# Ross Maguire "strategic default is widespread"



## Brendan Burgess (24 Jun 2015)

From today's Examiner 

*Mortgage crisis resolution must balance competing interests*

_
BORROWERS strategically default when they pay nothing but could pay something or when they choose to pay less than they can reasonably afford.


No figures exist to measure the scale of such default on mortgage loans, but it is widespread._


_
Whatever way you look at it, the system punishes those that comply while rewarding those that don’t._

_Those who will not pay should have their properties repossessed quickly and without fuss._


----------



## Brendan Burgess (24 Jun 2015)

What a great article! 

It's so rare for someone who advocated on behalf of debtors to be so open about what is actually happening.

Brendan


----------



## Bronte (24 Jun 2015)

Based on the way we know on here banks have treated customers I'm not a bit surprised people gave up.  The Central bank has finally admitted the terrible treatment:

http://www.irishtimes.com/business/...-in-breach-of-mortgage-arrears-code-1.2260575

And what are they doing about now remembering we are 10 years in.  They *might* fine them.  Look how they have dragged out sorting PTSB.


----------



## Gerry Canning (24 Jun 2015)

Nice to see Mr Maguires concise way of putting it .

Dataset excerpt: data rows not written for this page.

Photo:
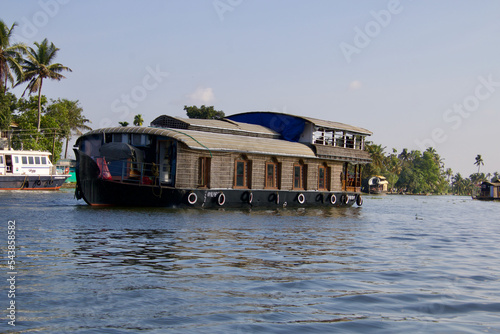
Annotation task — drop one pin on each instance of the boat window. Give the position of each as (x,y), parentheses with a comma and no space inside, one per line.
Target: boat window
(137,140)
(117,137)
(339,139)
(204,172)
(242,173)
(323,179)
(299,175)
(272,175)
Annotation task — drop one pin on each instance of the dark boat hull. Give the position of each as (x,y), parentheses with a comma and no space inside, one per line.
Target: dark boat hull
(34,182)
(98,191)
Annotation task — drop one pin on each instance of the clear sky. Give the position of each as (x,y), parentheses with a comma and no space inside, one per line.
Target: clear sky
(415,73)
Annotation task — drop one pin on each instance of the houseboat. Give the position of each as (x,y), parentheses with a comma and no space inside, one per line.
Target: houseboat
(253,159)
(374,185)
(489,191)
(28,170)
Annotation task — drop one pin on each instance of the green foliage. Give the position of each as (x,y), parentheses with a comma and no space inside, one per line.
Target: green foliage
(37,66)
(138,120)
(8,103)
(9,56)
(410,172)
(203,112)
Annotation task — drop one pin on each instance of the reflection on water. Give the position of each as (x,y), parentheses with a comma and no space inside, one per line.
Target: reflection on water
(397,264)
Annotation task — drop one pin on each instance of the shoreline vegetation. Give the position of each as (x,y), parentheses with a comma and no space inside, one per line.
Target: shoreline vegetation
(415,172)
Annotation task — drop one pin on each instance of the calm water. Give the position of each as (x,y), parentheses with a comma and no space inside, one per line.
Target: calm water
(397,264)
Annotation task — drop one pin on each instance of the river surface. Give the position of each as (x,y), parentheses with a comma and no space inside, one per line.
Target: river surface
(419,264)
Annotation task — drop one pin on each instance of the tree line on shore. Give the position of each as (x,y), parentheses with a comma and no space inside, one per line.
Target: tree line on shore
(417,172)
(34,123)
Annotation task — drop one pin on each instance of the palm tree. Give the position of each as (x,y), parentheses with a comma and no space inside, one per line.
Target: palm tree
(9,56)
(38,66)
(138,120)
(70,118)
(479,162)
(404,155)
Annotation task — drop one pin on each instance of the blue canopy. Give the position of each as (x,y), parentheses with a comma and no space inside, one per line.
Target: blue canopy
(289,127)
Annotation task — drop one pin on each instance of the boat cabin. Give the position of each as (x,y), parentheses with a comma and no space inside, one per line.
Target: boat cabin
(490,190)
(249,151)
(14,162)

After reasonable expenses = pay what you can on mortgage.
If you don,t = repossession= who could disagree?

For all the posts I have seen on AAM ,I found little flavour to Repo on genuine cases.
It would be a huge help if the leg lifters are sorted from the genuine .


----------



## Gerry Canning (24 Jun 2015)

Bronte said:


> Based on the way we know on here banks have treated customers I'm not a bit surprised people gave up.  And what is those in charge doing about it, the Central bank has finally admitted the terrible treatment:
> 
> http://www.irishtimes.com/business/...-in-breach-of-mortgage-arrears-code-1.2260575
> 
> And what are they doing about, remembering we are now 10 years in.  They *might* fine them.  Look how they have dragged out sorting PTSB.


Bronte.
I 100% agree with you on Central Bank, Mr Sheridan of Central Bank was on Morning Ireland. It was the FIRST time I have heard him  challenged in the way they operated .To call Central Bank a Consumer focussed organisation and to give them air time to spout nothings as your {MIGHT} suggests is a bit like calling Thatcher a Socialist! 

I do also have sympathy for those who have lost the will to fight on, but with care these can be put back on track.
The real leg lifters need to be hammered.


----------



## 44brendan (24 Jun 2015)

No arguments with the points raised by Ross Maguire. They are valid and reflect an accurate position of many living in theis "twilight World". His proposed solution is also reasonable with some reservations. I.e the no evictions for those who "pay what they can". Is it realistic to leave people for the rest of their lives in negative equity properties where they can only afford to pay less than the interest on the mortgage? This could be for periods of up to 30/40 years!! Who will carry the cost of this strategy? New SVR mortgagees perhaps!!

While I agree that mass evictions and repossessions are not the answer, there should be a reasonable term given for an unsustainable mortgage to return to sustainability and if not the property should be surrendered or re-possessed!


----------



## Gerry Canning (24 Jun 2015)

44brendan,

I would think he was giving broad brush strokes .
The points you raise are valid and need teasing out.

eg it may be better on an overall cost to leave someone 30/40 years ,than have them on social housing costs?
No matter where we turn there are pros and cons. Maybe as you say they surrender the house and pay what they can but never ever acquire title ?
I think lets start with the leg-lifters then hard look at what in a stand alone scene are unsustainable.


----------



## Sophrosyne (24 Jun 2015)

Bronte said:


> Based on the way we know on here banks have treated customers I'm not a bit surprised people gave up.  And what is those in charge doing about it, the Central bank has finally admitted the terrible treatment:
> 
> http://www.irishtimes.com/business/...-in-breach-of-mortgage-arrears-code-1.2260575
> 
> And what are they doing about, remembering we are now 10 years in.  They *might* fine them.  Look how they have dragged out sorting PTSB.



The "Consumer Protection" function should be taken away from the Central Bank.

It has shown that it is incapable of carrying it out.


----------